Día de los Muertos: Honoring heritage, loved ones

Courtesy of Creative Commons | Whereas All Saint's Day honors patron saints of the Christian church, Dia de los Muertos honors passed loved ones.

Emily Fritz | Staff Writer

Nov. 3, 2022

Día de los Muertos, or Day of the Dead, is a holiday that originated in the Latinx community to honor and celebrate loved ones who have died. Unlike other cultural traditions, Día de los Muertos is a celebration of loved ones after death, instead of a somber and grief-driven occasion of mourning. The imagery in this holiday includes many smiling and gleeful calaveras (skulls) to emphasize a friendly nod to death.


The first 24 hours, starting at midnight on Nov. 1, is referred to as Día de los Angelitos, or Day of the Little Angels, and honors the children who have died. Traditionally, families will adorn their ofrendas with sugar skulls that have the deceased child’s name written on them. To encourage a visit from their dearly departed, they will also set out the child’s favorites candies, toys and snacks alongside their photo.
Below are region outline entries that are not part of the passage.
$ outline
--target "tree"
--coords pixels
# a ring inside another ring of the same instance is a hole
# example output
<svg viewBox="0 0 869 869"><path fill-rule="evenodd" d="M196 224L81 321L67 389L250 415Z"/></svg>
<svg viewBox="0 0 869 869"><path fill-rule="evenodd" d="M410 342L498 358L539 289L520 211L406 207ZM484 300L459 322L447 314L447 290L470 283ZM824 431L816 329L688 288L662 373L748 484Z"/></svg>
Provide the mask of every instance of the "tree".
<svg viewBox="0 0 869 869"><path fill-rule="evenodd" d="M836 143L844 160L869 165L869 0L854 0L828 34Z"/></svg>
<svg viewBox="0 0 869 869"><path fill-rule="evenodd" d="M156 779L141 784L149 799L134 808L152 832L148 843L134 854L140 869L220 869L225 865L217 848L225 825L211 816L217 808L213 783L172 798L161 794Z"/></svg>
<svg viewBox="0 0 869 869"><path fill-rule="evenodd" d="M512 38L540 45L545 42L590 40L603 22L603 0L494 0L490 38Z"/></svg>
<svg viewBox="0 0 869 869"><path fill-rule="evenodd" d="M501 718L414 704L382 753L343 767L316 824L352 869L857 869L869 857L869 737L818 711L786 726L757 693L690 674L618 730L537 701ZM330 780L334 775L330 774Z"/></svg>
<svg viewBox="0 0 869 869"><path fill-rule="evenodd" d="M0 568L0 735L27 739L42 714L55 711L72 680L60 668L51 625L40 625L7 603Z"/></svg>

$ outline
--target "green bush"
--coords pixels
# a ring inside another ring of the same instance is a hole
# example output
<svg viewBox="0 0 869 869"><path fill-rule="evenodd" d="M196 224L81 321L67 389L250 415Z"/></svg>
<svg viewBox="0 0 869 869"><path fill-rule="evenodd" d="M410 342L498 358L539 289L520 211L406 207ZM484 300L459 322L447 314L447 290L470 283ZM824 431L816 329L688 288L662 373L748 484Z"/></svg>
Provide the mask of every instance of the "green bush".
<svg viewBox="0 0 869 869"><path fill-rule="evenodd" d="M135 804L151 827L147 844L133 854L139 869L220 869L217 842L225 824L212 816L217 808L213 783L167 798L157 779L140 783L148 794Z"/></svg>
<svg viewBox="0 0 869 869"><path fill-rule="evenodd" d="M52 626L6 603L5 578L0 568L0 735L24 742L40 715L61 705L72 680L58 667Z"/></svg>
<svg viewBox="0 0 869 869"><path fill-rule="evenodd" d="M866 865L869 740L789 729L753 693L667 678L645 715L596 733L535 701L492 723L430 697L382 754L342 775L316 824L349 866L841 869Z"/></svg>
Día de los Difuntos starts at midnight on Nov. 2 and focuses on celebrating deceased adults. In lieu of candies and toys, family members will set out alcoholic beverages, such as tequila, mezcal and pulque, along with pan de muertos (Day of the Dead bread) and Atole (a thick, non-alcoholic Mexican beverage). This time is characterized by family games, dancing and music from local musicians.

Día de los Muertos, or Spirits of All the Dead, begins at noon on Nov. 2. This is when family members wear the well-known skeleton face paintings and visit the graves of those they love to clean, restore and decorate them with marigold flowers and gifts.

La Catrina

A commonly used figure of the holiday is La Catrina. Jose Guadalupe Posada, an artist from the early 20th century, created a satirical painting of a female skeleton wearing an extravagant feather hat and dressed in wealthy European style clothing.
Her attire was intended as a backhanded commentary about locals who wished for riches and Eurocentric luxuries. Posada used La Catrina’s boney appearance to convey the idea that after death, we are all the same. After death, we are all reduced to the sameness of our skeletons, despite our material possessions during life.


The ofrenda, or ‘altar,’ is treated as a beacon for the dead to return to. Families fill their ofrendas with food, drink, alcohol and marigolds to encourage their loved ones to come home and enjoy what they once did in life.
It is unclear whether the ofrenda came from the Mesoamerican roots of the culture and the food offerings that were made to the dead, or if the traditions of the ofrenda came from the Catholic undertones of the holiday.
The most common set-up of the ofrenda consists of two or more levels, with pictures and possessions of the deceased on the upper most platforms of the altar. The ofrenda is decorated with brightly colored tablecloths, papel picados (colorful tissue paper cut into elaborate designs) and marigolds.
On the lowest level of the ofrenda are the offerings. Food offerings on the ofrenda can include traditional Mexican foods, such as tamales and mole or oranges and sugarcane, in addition to holiday specific foods such as sugar skulls and pan de muerto.


In addition to popular Mexican dishes like tortilla soup, tamales, chalupas, calabaza and caramel flan, holiday-specific dishes include pan de muertos and calaveras de azúcar.

Pan de Muertos, or Day of the Dead bread, is a sweet soft pastry dusted with sugar and topped with bone-inspired decorations. Calaveras de Azúcar, or sugar skulls, are hard edible ornaments made from sugar and water that are decorated with colorful icing and the names of family and friends.

Sugar skulls hold special significance with the merging of Pre-Hispanic and Spanish customs, but also reestablishes the celebratory nature of Día de los Muertos. Instead of reinforcing the narrative of sadness and loss, the holiday fondly remembers and reinvites loved ones back into the realm of the living. Likewise, the sugar skulls wear a sly smile, almost to mock the idea of death.

Día de los Muertos is not a holiday exclusive to Latinx culture. Many other cultures and communities celebrate the day following Halloween by honoring the lives and legacies of loved ones passed. What sets Día de los Muertos apart from other All Saint’s Day celebrations are the historical and cultural influences as well as the optimistic perspective towards those experiencing life after death and our continued relationship with them.

All information about the customs, traditions and celebration of Día de los Muertos was derived from www.dayofthedead.holiday.